Hometown: Saint Paul, Minn.

Major/minor: Spanish/ studio art 

[Grace]How a prospective experience solidified her choice of college:  I knew the formula I was looking for: small, liberal arts, big study abroad program. I only applied to four places, and I didn’t want to go to three of them. I only wanted to go to Beloit. What really brought me to Beloit is the people because I was sitting all alone at Commons, a little prospective student who’s lost her host, and this group of random people comes and sits with me and just integrates me into their conversation like I was a student.

Why she moved into the Outdoor Environmental Club (OEC) house her first year: I really enjoy the outdoors. I’ve been camping every summer of my life−and in the winter, too. I think that the theme of the outdoors really attracts the kind of people I enjoy−people who are interested in each other and in the earth.

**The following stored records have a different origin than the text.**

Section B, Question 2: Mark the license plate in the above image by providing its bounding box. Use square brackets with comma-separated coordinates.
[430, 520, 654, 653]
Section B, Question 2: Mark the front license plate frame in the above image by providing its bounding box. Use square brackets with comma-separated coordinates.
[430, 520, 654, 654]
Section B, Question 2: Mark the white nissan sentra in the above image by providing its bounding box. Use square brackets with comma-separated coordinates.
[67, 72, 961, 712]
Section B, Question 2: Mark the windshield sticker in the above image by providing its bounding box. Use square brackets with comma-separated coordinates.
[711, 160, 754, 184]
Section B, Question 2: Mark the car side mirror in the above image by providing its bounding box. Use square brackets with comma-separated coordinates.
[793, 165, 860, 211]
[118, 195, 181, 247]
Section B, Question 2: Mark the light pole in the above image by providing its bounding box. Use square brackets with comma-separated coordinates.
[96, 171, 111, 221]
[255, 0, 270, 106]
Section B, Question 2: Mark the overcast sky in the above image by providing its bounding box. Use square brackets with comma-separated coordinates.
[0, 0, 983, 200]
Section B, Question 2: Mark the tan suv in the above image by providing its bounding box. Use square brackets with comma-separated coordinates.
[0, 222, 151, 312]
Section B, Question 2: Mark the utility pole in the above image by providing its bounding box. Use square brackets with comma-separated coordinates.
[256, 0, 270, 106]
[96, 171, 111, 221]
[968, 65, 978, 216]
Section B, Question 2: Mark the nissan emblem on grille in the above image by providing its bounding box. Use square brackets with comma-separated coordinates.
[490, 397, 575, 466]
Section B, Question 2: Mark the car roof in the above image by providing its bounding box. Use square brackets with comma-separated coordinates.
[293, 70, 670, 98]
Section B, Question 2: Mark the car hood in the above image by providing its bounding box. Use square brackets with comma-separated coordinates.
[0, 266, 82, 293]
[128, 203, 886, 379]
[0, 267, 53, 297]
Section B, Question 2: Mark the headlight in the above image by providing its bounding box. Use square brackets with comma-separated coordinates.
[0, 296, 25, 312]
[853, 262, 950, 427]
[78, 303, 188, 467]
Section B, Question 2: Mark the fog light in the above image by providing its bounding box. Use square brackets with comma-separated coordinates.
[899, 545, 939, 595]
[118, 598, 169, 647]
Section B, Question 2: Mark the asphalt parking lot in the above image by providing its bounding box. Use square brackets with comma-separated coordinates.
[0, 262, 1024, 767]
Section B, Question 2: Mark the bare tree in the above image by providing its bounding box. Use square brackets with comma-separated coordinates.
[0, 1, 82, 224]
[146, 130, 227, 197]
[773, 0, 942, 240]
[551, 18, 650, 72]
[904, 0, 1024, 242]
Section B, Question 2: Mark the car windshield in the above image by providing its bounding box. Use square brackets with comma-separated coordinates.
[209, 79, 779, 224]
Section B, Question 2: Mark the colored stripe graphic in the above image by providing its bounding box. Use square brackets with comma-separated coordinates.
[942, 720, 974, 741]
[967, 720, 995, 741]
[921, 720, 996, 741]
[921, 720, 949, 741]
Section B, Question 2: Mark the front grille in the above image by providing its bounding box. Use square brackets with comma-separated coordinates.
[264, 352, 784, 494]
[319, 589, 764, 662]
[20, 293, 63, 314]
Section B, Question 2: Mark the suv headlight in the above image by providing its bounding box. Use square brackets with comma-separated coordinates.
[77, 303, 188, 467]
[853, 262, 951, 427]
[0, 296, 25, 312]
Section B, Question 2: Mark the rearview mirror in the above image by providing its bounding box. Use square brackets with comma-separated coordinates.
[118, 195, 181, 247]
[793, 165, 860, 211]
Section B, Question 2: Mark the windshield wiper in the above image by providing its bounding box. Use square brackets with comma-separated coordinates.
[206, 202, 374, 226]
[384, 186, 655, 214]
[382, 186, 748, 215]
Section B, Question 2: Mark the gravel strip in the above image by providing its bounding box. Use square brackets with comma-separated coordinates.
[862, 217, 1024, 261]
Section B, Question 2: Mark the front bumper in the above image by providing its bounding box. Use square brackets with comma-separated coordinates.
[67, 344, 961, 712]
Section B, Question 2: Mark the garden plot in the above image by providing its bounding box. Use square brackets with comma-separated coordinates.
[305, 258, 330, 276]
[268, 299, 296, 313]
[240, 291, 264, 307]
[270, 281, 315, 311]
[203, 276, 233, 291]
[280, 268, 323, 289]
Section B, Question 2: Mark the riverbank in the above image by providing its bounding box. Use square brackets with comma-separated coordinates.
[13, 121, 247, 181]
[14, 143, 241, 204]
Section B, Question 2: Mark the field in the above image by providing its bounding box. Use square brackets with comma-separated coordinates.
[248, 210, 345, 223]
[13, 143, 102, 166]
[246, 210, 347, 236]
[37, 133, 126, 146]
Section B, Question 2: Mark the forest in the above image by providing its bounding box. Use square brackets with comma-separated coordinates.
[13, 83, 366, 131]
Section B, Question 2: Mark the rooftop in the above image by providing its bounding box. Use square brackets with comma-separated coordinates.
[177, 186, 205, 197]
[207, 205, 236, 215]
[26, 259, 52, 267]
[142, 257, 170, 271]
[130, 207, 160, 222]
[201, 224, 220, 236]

On the OEC’s fall break trip to the Black Hills: That was the first trip I went on with the OEC and the first trip of the year. We drove all through the night, and it was a really great opportunity to meet people I wouldn’t have met otherwise. We did some tough stuff—there was a hurricane level storm while we were hiking up a mountain. There were trees falling. It was an awesome experience to meet people in.

On eventually taking a leadership role within the OEC: I’m excited to have agency and start planning things. Out of the group that lives in the OEC now, I’m one of the more experienced people, and I’m really excited to be the person who can be the resource. I’m guiding at a camp this summer—the camp I went to as a kid—so I’m really excited to test out my abilities at teaching people and helping people out. In the end, hiking is just walking...with heavy stuff.

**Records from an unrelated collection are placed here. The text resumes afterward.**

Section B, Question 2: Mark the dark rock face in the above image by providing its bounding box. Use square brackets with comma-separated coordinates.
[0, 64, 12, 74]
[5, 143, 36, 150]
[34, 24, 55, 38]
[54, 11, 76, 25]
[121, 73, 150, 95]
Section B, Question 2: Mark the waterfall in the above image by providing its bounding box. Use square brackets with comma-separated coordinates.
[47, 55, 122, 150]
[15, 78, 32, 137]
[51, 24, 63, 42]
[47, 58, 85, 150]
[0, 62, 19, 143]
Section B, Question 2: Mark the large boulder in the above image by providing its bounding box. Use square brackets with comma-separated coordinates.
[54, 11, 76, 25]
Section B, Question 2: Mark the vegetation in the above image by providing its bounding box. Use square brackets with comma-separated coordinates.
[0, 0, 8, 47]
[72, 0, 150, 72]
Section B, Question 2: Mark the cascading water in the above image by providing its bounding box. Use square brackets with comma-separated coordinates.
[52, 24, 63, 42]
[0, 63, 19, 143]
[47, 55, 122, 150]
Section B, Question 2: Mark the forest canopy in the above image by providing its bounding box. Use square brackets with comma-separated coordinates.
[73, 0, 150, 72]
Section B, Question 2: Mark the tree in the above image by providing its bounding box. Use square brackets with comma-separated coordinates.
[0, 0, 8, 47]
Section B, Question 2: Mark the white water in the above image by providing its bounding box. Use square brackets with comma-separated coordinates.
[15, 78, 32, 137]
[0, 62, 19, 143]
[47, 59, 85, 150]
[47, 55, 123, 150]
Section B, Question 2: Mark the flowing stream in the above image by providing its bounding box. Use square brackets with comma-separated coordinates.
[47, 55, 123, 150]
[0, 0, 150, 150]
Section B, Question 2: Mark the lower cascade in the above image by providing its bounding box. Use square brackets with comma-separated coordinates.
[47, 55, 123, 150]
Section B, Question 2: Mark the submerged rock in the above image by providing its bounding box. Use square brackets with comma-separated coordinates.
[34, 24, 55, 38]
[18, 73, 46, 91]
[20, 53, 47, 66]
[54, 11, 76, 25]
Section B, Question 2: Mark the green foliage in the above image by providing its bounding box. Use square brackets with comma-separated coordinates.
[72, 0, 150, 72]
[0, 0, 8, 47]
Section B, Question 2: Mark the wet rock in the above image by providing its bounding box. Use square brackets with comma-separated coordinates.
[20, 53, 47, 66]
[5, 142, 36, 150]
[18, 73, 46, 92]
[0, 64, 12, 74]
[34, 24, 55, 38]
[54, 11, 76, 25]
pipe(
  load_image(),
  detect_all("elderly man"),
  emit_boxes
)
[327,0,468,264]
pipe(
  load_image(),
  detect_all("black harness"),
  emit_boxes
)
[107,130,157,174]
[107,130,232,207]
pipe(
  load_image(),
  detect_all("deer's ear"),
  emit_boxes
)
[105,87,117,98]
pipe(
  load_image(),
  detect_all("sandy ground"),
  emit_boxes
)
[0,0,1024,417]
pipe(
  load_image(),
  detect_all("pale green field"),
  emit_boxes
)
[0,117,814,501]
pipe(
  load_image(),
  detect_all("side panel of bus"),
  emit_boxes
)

[Grace]On helping out with Face Your Waste: Face Your Waste is an awareness event about how much waste we generate in two or three days—just on the residential side. We go around and collect the weekend’s garbage on Sunday night and put it in the Chapin Quad. We hope it makes people more aware of what they’re generating and what they’re using every day. I had a shift sleeping in the tent on the Chapin Quad for two hours. The next day I babysat it a little bit, and then we cleaned up that night and hauled it all to the dumpsters.

How her art became more than just a hobby: I was approached by the Communications and Marketing Office (at Beloit College) because they found my art blog. I never thought that art was going to get me anywhere; I thought it was just going to be a hobby. I do printmaking and I do photography because I have my mom’s old film camera that I figured out how to use. They wanted a print of Middle College so I made that, and I’m going to continue it into a series, so I’m going to do Eaton Chapel next, then Pearsons Hall, the Logan Museum of Anthropology, and hopefully Morse-Ingersoll Hall. I went through an architecture phase when I was little, so I’m still really moved by aesthetically pleasing buildings or houses, and there are a lot of those around Beloit.

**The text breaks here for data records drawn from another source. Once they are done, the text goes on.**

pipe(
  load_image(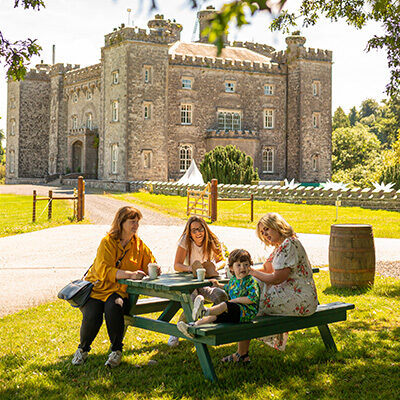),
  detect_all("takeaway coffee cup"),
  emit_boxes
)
[148,263,158,279]
[196,268,206,281]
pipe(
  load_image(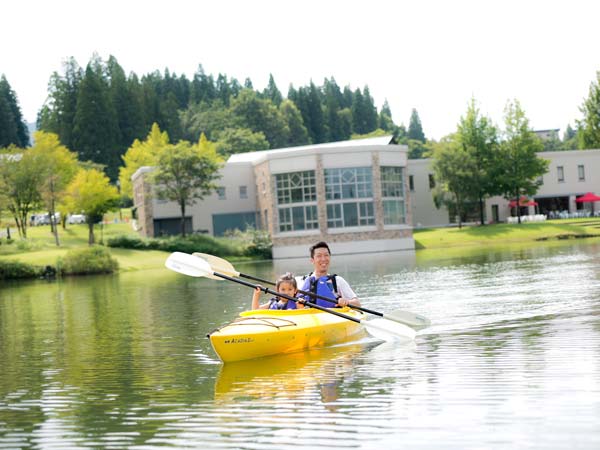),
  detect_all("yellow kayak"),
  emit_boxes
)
[208,308,366,362]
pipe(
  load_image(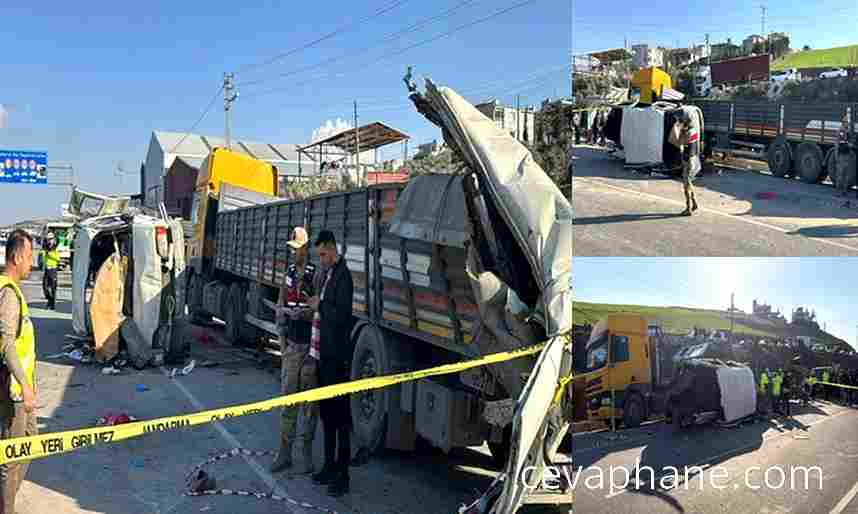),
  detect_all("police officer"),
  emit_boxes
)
[271,227,319,473]
[42,232,60,310]
[0,230,38,514]
[676,109,701,216]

How her blog is the perfect example of putting the liberal arts into practice: I use my blog to post anything I’ve made. It’s all visual. I don’t sell my work or have anywhere else to put it. If I didn’t put it on the Internet it would all sit on shelves in my room. I put a lot of thought into my work, and I really enjoy making it. I feel like if it’s just sitting in my room there’s no point in making it besides my own personal and emotional thoughts that go into it. I put a lot of thought into what the blog looks like and the content. It’s a visual representation of me because I made all of it, but it’s also a documentary of what I’ve been doing and thinking. It’s a recording of what I’m feeling over time. I just passed 100 followers the other day, which was really exciting.